The bag I selected contained three pieces of fabric – saturated hand-dyes in cherry red and marine blue, and some Kaffe Fasset Shanty Town in the same colorway — and some green perle cotton floss.

The contents of my challenge bag

Shanty Town Purple by Brandon Mably for Kaffe Fassett Collection Westminster
I needed to sleep on it.
I decided to do a modified “stack and whack” with that house print. Stack-and-whack usually involves cutting 8 identical triangle blocks and rotating them to form an 8-sided kaleidoscope effect.

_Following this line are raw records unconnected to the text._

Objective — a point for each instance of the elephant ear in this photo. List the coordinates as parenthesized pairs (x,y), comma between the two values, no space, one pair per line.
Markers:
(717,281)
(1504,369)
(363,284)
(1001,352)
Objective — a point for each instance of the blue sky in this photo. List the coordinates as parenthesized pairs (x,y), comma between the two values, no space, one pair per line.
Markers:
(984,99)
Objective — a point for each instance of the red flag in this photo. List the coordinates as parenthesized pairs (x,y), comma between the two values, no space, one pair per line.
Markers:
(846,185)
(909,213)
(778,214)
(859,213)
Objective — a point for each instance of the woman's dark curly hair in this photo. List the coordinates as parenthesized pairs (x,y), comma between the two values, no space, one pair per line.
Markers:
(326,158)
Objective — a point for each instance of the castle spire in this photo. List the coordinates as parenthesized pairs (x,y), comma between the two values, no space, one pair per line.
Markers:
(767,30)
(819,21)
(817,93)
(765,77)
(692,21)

I only had 4 repeats of the pattern available, so I cut tiny 1.5″ squares, rotated them and joined them to form 2″ finished sized blocks.
I added some of the red, because it had nice directional streaking, and a bit of complementary Kaffe fabric from my stash. I arranged the tiny blocks in a corner-to-corner color wave from blue to purple to red, with fun pops of green from the prints.

The assembled top, 13″x 13″
But I wasn’t finished. The agreement was to use a recognizable amount of each of the contributed items. I still had green embroidery cotton to feature somehow.
I needed to sleep on it again.
So many angles in that Shanty Town print. So many squares in my piecing. The quilt needed something soft, curvy, organic. And I could introduce that with embroidery.
I chain-, blanket- and feather-stitched an insect-like web right over that angular grid of whacked houses. I kind of love the results.